EP 9
「夜中に騒ぐな! 胃薬でも飲んで寝ろ!」 胃腸へのダイレクト除菌
「ゴクッ……。こ、これは……アルカリ性の毒薬!? しまっ――」
ルナミス帝国近衛騎士団長キュロスは、口内に噴射された謎の液体(※食用重曹水)を咄嗟に飲み込んでしまい、絶望に目を剥いた。
この男の恐るべき『解体スキル』が乗った薬液。それが体内に入ったということは、己の内臓が分子レベルでドロドロに溶かされるということ。
(無念……! だが、せめて一太刀だけでも……!)
キュロスが最期の力を振り絞り、魔導剣を握り直そうとした、その時だった。
――シュワァァァァァァァァァッ。
「……む?」
キュロスの体内から、炭酸が弾けるような軽快な音が鳴った。
同時に、彼の全身から噴出していた黄色い闘気(二郎覚醒)が、まるで火に水をかけたように「プシュゥゥゥ」と音を立てて鎮火し、完全に消滅してしまったのだ。
「な、なんだこれは……!?」
毒による激痛など、どこにもない。
それどころか、先程までキュロスの胃腸を激しく締め付けていた『豚神アブラ飯』の強烈な胃もたれと、喉の奥からせり上がってくる不快な胸焼けが。
スーッと、まるで朝の高原のそよ風のように、跡形もなく消え去っていたのである。
対象:深夜のドカ食い(L缶)による過剰な胃酸と油分で暴走する『極めて不健康な胃腸』。
処理:アルカリ性の重曹水(食用)をダイレクトに胃へ送り込み、胃酸を中和。さらに『解体』の魔力を乗せることで、胃壁にこびりついた不要な油分だけを優しく分解・洗浄する。
「あああぁぁ……」
キュロスの口から、恍惚とした吐息が漏れた。
重すぎる鎧(胃もたれ)から解放された彼の表情は、戦意の欠片もない、まるで悟りを開いた僧侶のような穏やかなもの(賢者モード)へと変わっていた。
「だろ? スーッとしただろ?」
俺が重曹水スプレーをエプロンにしまいながら言うと、キュロスはハッとして我に返り、ガクンと両膝を突いた。

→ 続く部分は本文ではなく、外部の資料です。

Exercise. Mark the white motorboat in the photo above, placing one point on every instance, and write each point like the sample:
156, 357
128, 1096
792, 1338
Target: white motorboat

「拙者の……最強の奥義が、一瞬で中和された……? いや、それだけではない。貴殿は、拙者の内臓の不調まで完璧に治癒(解体)してしまったというのか……!?」
「当たり前だ。寝る前にあんなニンニク臭くて脂っこいモン食ったら、胃酸が逆流するに決まってんだろ。ちゃんと腹八分目にして、消化のいいモン食え」
俺が呆れたように説教すると、キュロスはワナワナと震え出した。
(バ、バカな……! 敵の将であるこの私を、一瞬で殺せる状況だったにも関わらず……あえてそれをせず、己の秘薬(胃薬)で私の苦痛を取り除いたと!?)
キュロスの脳内で、またしても『武士道』という名の壮大な勘違い(アンジャッシュ)が爆発していた。
(圧倒的な武を持ちながら、敵の身を案じる慈悲深さ。『塩を送る』とはまさにこの事! なんという器……なんという王の風格! 我が君主マルクス陛下にすら匹敵する、いや、それ以上の覇王の器……!)
「九条湊、殿……」
キュロスは魔導剣『斬鉄・菊一文字』を鞘に収め、俺の前に深々と平伏した。
その額を、ポポロ村の冷たい土にこすりつける。
「拙者の、完全なる敗北にござる」
「えっ? あ、うん。まぁ、分かってくれたならいいんだ」
「貴殿の『武』と、その海よりも深き『仁(胃薬)』。確かにこの身に刻み込みました。これ以上、剣を交えるのは武士の恥。このキュロス、潔く兵を引かせていただきます!」
キュロスはビシッと立ち上がると、感動の涙で目を潤ませながら、夜の闇へと疾風のように走り去っていった。
その背中は、胃もたれが解消されたおかげで、来る時よりも三割増しでスッキリと軽やかだった。
「…………なんだあのサムライ。夜中に人の家の屋根をドタバタ走り回って、胃薬飲んで帰っていったぞ。酔っ払いか?」
俺はポツンと残された勝手口で、首を傾げた。
まぁいい。これでやっと静かに眠れる。
俺は大きな欠伸を一つして、出張所の扉を閉めた。
こうして、ルナミス帝国が誇る「武力」と「知力」の最高峰は、たった一人のオカン清掃員の『まかない飯』と『胃薬』の前に、完全な白旗を揚げることとなったのであった。